MANAGUA, Nicaragua – Arriving by air in Managua, the capital city of Nicaragua, with the plane coming down over a green lagoon in the crater of the volcano of Apoyeque, one can’t shake the feeling that the country is trapped between what it is and what it should have been.
Through the years, Managua has struggled against itself: Eighty percent of the city’s buildings turned to dust in a great earthquake of 1972, and in many cases, what was built to replace them does not look sturdy enough to sustain much more than a strong wind, despite warnings from experts that take for granted another such tragedy will occur sooner or later.
There are no skyscrapers, no great buildings made entirely of glass nor lavish resorts along the shores of Lake Managua, one of the few in the world with freshwater sharks. Pollution – due to the dumping of chemicals and waste water since the 1930s – has made the lake a dangerous place for a swim, and only recently, thanks to a purification plant paid for by the German government in 2009, was the lake reopened for water sports.

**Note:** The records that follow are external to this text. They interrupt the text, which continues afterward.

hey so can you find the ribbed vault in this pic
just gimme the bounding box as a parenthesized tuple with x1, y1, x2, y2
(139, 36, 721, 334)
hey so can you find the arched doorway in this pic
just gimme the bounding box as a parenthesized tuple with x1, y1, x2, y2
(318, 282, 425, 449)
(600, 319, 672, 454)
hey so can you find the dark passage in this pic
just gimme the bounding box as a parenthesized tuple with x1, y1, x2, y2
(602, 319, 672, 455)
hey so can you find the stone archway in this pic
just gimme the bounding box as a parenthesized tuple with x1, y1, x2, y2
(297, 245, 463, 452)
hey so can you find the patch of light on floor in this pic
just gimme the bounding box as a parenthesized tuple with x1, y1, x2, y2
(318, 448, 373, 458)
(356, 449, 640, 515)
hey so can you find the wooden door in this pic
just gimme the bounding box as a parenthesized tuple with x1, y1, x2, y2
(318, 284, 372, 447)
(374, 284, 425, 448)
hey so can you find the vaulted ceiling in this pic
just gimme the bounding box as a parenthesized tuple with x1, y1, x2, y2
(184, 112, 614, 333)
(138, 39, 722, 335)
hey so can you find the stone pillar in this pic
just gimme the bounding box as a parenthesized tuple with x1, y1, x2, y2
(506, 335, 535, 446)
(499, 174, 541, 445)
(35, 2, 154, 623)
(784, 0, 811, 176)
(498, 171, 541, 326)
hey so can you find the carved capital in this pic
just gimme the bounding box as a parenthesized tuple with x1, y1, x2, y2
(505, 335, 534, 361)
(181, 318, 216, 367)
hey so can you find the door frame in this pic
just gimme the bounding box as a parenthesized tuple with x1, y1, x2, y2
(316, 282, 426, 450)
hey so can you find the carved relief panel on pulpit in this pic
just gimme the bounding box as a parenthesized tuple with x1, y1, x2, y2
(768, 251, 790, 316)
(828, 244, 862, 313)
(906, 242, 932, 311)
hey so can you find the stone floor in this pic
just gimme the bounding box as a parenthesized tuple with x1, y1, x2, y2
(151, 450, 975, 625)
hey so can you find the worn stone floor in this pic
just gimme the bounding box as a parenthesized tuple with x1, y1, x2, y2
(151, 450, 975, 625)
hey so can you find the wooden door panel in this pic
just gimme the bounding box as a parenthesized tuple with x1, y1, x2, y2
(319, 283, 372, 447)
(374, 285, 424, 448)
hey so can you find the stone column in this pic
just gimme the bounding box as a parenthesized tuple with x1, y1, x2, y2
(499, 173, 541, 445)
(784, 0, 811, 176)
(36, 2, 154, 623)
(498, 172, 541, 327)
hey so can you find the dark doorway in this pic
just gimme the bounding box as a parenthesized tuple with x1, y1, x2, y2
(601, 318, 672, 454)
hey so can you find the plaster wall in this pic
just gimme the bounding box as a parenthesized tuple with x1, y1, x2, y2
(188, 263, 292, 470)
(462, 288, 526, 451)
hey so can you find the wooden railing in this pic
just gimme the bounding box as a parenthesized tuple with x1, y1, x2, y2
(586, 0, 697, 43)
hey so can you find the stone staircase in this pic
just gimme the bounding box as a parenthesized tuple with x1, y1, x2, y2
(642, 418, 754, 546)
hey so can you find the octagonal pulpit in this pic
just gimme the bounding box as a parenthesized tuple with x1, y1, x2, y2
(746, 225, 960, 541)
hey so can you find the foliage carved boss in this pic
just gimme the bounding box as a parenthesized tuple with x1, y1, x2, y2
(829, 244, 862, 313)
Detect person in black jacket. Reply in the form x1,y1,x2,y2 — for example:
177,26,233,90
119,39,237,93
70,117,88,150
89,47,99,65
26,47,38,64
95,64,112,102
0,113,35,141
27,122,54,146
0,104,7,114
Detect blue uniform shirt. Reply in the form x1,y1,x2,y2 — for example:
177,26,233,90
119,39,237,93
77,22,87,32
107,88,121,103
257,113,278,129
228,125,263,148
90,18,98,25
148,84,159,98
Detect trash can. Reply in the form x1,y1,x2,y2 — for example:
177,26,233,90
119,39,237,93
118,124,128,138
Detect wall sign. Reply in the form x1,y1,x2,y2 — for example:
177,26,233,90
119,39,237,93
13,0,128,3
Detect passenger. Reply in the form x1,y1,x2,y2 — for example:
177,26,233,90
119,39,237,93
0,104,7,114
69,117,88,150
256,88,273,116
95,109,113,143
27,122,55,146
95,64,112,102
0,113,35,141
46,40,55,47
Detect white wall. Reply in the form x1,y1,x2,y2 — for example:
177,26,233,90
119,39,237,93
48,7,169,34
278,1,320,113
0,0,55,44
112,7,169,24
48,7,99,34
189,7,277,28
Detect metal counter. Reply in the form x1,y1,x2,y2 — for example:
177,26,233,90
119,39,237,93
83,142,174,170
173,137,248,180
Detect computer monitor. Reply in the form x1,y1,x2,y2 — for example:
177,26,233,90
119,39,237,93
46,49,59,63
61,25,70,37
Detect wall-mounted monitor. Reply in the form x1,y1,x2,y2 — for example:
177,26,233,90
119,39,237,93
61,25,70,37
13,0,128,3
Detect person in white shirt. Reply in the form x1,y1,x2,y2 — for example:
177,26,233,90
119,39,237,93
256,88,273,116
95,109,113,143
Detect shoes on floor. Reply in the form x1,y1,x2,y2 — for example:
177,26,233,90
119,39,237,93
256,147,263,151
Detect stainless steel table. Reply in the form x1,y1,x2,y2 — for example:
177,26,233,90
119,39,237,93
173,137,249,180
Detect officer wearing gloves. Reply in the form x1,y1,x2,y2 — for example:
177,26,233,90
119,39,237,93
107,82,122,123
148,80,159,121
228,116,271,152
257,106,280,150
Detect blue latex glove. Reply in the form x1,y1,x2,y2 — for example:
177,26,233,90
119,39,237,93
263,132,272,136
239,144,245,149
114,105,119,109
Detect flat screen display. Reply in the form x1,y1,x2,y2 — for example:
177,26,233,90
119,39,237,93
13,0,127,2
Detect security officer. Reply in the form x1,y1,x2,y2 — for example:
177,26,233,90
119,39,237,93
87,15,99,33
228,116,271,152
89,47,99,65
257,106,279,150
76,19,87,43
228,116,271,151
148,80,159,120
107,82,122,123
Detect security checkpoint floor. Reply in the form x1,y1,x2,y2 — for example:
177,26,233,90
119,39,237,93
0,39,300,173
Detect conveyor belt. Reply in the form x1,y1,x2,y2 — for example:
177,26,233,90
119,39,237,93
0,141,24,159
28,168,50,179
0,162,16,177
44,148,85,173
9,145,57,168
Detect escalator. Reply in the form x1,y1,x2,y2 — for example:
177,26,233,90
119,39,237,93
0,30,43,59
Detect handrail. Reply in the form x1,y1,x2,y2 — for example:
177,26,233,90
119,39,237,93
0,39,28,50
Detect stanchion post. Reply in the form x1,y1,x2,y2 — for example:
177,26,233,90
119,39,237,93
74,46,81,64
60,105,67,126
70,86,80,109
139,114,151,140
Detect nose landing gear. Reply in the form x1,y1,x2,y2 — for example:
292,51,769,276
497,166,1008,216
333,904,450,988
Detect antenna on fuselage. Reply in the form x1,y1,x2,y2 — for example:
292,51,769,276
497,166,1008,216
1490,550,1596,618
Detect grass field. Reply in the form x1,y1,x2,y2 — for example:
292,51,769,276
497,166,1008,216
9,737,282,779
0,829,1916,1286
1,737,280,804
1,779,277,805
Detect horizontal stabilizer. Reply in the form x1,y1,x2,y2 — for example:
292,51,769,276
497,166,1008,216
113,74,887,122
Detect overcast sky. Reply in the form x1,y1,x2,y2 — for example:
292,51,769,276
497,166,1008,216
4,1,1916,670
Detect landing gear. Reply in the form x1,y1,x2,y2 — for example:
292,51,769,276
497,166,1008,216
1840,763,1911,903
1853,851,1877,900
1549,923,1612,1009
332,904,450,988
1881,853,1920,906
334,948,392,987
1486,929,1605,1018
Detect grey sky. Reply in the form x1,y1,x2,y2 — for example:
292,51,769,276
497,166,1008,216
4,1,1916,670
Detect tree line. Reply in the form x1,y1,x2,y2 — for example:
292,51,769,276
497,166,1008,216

During the rainy season from May to November, Managua becomes a lush city due to its many palms, bushes, and other plants and trees which dominate its appearance, mixed with enormous, colorful structures known as the “tree of life,” put up by Rosario Murillo, the wife of President Daniel Ortega, and currently also his Vice President.
Sotto voce, many locals are quick to clarify that it’s she who really leads the country and that she’s the one responsible for the quick downfall of the country’s economy, which was projected to grow five percent this year in this Central American nation with a population estimated at six million.
“She’s crazy,” a driver told Crux Nov. 16. “She’s hungry for power, and as cliché as it might sound, she has a stone for a heart.”
To make the point, he tells the story that in 1998, Murillo stood by her husband after her daughter – his step-daughter, Zoilemerica Murillo – denounced him for sexual abuse. Since then, the daughter has been exiled to Costa Rica, and in 2016 published a post on Facebook calling the current political alliance in Nicaragua part of the price the two paid for Murillo’s silence.
“If a mother is willing to betray her own daughter, what won’t she do against the people?” the driver asked, rhetorically.